I am currently writing second version of the Flow Slider plugin and one of the animation options is when the slider accelerates at some constant acceleration up to some maximum speed and then decelerates with constant deceleration. I have a problem of finding the right timing for starting the deceleration.
If the time was continuous, there would be no problem, but time moves at discrete intervals and as a result there are some frames when movement is accelerating and (using continuous time math) you don't need to start decelerating, but in the next frame you are already too late to decelerate.
For example, lets say we have a frame rate of 20 per second. We need to move 500px, starting speed is 0px/frame, maximum speed is 50px/frame, acceleration is 3px/frame, deceleration is 3px/frame. Below you can see first 13 frames of the system.

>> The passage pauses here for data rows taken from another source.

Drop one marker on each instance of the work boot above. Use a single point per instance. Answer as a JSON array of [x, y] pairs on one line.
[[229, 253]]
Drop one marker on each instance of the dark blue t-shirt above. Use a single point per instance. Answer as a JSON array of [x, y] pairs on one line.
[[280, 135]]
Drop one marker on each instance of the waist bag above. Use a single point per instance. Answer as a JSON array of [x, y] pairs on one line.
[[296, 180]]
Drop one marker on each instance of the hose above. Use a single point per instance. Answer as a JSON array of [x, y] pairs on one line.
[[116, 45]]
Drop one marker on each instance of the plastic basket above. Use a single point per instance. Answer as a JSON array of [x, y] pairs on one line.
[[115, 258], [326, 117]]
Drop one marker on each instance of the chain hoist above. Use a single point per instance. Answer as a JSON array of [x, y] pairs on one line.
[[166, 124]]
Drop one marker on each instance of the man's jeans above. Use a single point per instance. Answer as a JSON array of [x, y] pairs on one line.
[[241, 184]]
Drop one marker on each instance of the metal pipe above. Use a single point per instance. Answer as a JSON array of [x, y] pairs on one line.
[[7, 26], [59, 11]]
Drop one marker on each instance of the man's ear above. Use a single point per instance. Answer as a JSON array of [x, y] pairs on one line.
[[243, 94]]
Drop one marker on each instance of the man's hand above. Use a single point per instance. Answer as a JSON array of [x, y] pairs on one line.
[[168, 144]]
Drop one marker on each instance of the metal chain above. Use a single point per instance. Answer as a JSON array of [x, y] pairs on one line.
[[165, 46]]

| frame | speed | traveled | to go | deceleration distance |
|-----------------------------------------------------------
| 1 | 3 | 3 | 497 | 3 |
| 2 | 6 | 9 | 491 | 9 |
| 3 | 9 | 18 | 482 | 18 |
| 4 | 12 | 30 | 470 | 30 |
| 5 | 15 | 45 | 455 | 45 |
| 6 | 18 | 63 | 437 | 63 |
| 7 | 21 | 84 | 416 | 84 |
| 8 | 24 | 108 | 392 | 108 |
| 9 | 27 | 135 | 365 | 135 |
| 10 | 30 | 165 | 335 | 165 |
| 11 | 33 | 198 | 302 | 198 |
| 12 | 36 | 234 | 266 | 234 |
| 13 | 39 | 273 | 227 | 273 |
|-----------------------------------------------------------
Now, you can see that at 0.6s (12th frame) it is too early to decelerate, because deceleration distance of 234 is less than distance to go of 266. But already in the next frame (13th) the deceleration distance is much greater than the distance to go, and if we start to decelerate from there we won't finish on time.
What would be the best strategy to solve this?
You can try to adjust deceleration speed in the frame where 'its too late', so it will fit in smaller distance.